Vercoe v Rutland Fund Management Ltd [2010]

Vercoe v Rutland Fund Management Ltd [2010] EWHC 424 (Ch) addressed the issue of remedies for breach of a confidentiality agreement, highlighting the general principle that an account of profits is not the usual remedy unless there is an exceptional case, such as a fiduciary relationship extending beyond the normal commercial context.

The facts of the case involved the claimants seeking to orchestrate a management buy-in of a company with the support of outside investors. The business plan envisioned claimants assuming management roles. However, the defendant, who eventually acquired the company, did not involve claimants as agreed in the confidentiality agreement, and subsequently made substantial profits from the transaction. claimants brought a claim for breach of confidence.

The court held in favour of claimants, finding that the defendant had breached the confidentiality agreement by not involving claimants in the transaction as agreed. The issue then turned to the appropriate remedy. The court emphasised that, in cases of breach, a reasonable buy-out fee is the standard remedy to be offered unless there are exceptional circumstances warranting an account of profits.

Sales J, delivering the judgment, discussed the choice between multiple remedies. He noted that in cases where the claimant's rights are particularly powerful and their interest in full performance is strong, there may be a tendency to allow the claimant a choice of remedy, including between damages and an account of profits.

The judgment outlined the considerations for choosing between remedies. In cases involving infringement of property rights, damages assessed by reference to a notional buy-out fee may often represent an appropriate and fair remedy. On the other hand, an account of profits may be more appropriate when the right in question is of a kind where it would never be reasonable to expect it could be bought out for a reasonable fee.

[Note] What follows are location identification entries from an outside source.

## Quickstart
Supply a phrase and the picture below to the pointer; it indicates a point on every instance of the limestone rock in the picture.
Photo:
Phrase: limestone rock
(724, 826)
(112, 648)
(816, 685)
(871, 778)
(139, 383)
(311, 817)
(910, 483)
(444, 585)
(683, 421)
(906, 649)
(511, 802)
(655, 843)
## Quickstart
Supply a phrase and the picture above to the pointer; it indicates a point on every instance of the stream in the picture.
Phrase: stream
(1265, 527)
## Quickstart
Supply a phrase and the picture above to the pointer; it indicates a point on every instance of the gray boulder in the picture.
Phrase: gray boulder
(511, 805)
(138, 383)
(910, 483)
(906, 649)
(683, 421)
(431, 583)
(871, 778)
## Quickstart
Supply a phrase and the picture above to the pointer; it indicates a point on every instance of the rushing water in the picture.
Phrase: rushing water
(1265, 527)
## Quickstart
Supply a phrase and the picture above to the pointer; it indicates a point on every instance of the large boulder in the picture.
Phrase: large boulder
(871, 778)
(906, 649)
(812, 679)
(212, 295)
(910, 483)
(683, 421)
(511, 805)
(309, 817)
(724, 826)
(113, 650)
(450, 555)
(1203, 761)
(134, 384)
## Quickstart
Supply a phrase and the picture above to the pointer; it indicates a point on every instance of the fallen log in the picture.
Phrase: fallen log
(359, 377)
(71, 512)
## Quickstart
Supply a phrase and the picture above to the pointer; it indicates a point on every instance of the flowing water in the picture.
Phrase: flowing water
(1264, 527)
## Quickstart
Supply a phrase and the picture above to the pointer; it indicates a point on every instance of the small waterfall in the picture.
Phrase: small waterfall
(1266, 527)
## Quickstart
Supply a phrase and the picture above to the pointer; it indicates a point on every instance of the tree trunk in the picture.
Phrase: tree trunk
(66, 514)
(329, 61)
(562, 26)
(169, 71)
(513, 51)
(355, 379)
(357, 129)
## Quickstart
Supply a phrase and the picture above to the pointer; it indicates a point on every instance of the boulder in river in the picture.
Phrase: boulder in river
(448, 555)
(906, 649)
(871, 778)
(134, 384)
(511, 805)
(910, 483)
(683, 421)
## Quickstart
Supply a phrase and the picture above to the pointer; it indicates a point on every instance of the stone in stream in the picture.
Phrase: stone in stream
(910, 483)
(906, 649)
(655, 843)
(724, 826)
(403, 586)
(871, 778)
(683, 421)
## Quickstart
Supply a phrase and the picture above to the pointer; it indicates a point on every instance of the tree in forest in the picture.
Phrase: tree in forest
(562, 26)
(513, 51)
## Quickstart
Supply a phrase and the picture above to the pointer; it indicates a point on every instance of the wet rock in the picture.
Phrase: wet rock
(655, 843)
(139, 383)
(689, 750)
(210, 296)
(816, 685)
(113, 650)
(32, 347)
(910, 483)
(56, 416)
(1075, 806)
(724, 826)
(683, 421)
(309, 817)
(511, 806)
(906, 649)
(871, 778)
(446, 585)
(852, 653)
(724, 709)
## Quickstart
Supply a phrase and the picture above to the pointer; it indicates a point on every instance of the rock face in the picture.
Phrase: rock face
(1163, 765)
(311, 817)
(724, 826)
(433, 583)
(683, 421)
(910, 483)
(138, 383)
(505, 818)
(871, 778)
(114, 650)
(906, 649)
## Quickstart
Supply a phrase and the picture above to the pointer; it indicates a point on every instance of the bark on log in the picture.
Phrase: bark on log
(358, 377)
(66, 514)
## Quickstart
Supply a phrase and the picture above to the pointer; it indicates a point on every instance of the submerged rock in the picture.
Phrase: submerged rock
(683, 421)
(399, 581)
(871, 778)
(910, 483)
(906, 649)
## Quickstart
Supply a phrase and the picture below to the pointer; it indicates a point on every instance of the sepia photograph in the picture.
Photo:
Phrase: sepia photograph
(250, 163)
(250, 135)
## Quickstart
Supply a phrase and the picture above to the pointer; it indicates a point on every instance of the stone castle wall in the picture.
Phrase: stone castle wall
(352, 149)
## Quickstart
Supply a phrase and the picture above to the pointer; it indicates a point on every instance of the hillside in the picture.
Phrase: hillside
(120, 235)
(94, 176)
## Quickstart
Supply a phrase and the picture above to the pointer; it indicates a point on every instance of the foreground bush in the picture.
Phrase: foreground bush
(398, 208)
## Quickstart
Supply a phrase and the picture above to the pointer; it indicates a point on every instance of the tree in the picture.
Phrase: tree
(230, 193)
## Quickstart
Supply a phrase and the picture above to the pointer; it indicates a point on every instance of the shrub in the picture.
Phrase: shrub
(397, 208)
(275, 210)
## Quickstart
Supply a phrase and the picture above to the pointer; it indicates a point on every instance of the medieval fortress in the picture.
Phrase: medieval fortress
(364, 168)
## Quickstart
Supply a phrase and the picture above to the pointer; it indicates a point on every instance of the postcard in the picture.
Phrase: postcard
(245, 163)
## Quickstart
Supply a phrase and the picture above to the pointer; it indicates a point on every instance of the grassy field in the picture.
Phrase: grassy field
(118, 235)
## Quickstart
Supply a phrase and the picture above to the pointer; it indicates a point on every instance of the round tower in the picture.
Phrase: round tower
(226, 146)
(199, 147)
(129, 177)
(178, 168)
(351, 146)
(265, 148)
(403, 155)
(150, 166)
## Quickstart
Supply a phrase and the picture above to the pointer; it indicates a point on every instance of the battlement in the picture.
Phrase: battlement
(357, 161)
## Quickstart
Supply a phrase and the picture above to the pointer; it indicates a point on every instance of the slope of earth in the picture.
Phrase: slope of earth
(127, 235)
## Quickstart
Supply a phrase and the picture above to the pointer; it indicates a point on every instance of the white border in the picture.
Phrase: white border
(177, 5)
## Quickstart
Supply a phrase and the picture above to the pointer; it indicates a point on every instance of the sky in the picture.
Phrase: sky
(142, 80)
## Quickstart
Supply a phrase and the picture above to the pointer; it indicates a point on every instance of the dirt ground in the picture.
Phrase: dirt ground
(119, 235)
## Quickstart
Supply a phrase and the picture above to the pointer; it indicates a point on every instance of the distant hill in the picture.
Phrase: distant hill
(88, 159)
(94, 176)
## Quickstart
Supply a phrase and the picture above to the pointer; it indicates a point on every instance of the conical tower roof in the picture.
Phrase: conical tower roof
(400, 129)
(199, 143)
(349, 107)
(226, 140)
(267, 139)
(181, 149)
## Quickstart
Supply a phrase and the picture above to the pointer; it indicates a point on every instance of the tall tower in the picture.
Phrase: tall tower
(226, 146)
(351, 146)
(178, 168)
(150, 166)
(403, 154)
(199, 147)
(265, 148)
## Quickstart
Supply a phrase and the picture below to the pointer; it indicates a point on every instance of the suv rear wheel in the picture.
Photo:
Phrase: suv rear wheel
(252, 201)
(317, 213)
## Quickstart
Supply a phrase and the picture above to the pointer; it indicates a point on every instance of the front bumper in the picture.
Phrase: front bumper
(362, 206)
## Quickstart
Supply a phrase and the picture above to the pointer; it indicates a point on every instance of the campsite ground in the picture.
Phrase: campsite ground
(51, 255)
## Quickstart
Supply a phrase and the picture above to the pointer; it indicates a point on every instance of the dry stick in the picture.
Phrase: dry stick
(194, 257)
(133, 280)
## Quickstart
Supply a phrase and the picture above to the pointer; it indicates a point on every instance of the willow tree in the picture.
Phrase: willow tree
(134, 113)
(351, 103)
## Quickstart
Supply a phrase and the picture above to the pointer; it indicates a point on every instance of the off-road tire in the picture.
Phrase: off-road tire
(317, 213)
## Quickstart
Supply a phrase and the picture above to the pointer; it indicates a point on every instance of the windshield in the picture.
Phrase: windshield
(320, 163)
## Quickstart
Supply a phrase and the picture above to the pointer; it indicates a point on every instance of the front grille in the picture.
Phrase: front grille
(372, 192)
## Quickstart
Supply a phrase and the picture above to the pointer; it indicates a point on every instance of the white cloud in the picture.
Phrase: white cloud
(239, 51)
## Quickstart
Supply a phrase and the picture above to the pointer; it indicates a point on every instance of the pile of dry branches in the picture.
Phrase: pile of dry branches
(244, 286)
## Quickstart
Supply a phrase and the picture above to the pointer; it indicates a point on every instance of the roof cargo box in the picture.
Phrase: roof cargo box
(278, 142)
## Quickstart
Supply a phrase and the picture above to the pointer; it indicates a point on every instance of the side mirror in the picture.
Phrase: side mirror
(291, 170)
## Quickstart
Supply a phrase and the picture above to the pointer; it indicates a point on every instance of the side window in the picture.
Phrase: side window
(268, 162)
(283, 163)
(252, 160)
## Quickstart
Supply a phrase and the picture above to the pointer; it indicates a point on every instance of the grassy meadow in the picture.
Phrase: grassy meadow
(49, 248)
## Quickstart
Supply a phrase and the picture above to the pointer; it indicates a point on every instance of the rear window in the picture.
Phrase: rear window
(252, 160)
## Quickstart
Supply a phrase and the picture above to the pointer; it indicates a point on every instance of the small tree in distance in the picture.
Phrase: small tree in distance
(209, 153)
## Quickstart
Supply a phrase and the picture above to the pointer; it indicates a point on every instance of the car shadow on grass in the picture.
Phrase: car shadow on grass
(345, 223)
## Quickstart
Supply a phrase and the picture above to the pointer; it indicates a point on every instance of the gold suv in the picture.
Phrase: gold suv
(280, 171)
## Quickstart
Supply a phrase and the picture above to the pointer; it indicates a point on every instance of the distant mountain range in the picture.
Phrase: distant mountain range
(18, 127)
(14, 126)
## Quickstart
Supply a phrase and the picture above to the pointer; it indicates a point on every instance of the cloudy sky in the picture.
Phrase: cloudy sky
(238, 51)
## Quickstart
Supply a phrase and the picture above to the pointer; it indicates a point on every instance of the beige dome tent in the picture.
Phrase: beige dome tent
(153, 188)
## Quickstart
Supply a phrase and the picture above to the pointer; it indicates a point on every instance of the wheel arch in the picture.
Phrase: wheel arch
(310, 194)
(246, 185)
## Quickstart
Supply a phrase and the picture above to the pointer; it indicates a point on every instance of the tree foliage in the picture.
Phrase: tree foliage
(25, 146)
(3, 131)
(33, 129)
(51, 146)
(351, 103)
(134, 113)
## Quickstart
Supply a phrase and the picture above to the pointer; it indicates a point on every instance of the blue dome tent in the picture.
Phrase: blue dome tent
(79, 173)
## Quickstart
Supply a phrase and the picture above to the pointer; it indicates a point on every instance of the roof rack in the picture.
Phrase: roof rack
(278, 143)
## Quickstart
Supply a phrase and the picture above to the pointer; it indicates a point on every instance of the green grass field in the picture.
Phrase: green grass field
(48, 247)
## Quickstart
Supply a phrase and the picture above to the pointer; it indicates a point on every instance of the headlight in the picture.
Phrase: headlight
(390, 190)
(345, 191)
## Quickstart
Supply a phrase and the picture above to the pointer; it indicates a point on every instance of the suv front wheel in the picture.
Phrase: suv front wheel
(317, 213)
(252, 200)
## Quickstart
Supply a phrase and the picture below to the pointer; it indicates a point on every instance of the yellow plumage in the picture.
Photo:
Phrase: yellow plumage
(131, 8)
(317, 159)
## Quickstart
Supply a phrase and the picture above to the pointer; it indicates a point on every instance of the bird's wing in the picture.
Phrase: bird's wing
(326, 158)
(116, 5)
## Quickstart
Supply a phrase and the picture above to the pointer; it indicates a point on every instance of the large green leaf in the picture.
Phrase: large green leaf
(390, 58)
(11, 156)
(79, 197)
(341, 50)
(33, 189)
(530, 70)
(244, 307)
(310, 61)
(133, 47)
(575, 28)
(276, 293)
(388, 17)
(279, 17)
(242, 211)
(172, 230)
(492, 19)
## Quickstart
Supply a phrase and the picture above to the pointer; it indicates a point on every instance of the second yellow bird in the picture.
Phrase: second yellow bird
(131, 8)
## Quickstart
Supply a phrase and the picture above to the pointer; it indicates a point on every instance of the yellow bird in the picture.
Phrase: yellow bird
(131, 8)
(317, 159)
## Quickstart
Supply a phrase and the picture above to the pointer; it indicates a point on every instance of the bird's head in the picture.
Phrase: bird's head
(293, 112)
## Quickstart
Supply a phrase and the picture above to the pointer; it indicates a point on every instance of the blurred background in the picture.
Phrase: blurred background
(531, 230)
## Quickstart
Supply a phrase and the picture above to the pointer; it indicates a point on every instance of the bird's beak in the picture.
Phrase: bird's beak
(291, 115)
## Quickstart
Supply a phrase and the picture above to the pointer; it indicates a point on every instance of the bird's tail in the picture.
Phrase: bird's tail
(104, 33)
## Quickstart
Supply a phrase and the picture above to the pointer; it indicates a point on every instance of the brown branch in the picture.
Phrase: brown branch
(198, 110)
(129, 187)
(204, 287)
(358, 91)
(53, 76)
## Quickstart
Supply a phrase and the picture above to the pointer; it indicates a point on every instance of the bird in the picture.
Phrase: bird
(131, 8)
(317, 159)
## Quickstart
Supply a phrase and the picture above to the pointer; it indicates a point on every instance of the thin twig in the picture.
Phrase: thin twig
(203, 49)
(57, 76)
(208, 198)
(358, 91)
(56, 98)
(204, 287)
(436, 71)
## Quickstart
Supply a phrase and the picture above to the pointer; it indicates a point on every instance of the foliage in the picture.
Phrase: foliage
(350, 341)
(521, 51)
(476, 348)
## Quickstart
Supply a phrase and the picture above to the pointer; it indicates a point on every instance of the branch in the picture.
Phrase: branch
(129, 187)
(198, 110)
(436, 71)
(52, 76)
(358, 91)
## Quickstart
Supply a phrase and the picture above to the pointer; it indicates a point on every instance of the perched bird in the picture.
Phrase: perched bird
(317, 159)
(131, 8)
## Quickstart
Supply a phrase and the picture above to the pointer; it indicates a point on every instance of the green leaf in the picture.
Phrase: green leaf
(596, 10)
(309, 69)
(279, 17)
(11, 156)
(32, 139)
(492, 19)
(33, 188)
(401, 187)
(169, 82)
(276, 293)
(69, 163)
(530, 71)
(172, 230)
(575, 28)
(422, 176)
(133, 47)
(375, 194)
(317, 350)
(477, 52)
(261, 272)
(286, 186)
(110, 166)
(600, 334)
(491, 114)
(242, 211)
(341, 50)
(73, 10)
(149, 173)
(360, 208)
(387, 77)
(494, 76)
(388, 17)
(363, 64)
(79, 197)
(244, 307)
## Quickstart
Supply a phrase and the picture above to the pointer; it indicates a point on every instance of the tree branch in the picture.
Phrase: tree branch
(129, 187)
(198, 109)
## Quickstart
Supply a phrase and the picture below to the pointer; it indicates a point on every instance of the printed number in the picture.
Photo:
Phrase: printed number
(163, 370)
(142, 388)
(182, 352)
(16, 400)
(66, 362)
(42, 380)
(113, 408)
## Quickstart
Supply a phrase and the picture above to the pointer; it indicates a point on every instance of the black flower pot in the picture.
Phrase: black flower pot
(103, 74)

In the specific context of the case, the court ruled that the extent of the defendant's liability was not measured by the profits made but by the reasonable price to buy release from claimants' rights. The appropriate remedy was damages assessed by reference to a reasonable buy-out fee, which, in this case, was tied to the probable equity allocation claimants would have obtained to buy them out of the deal.

In conclusion, this case clarifies the principles governing the choice of remedies in cases of breach of confidentiality agreements, emphasising the standard nature of a reasonable buy-out fee as a remedy, unless exceptional circumstances warrant an account of profits.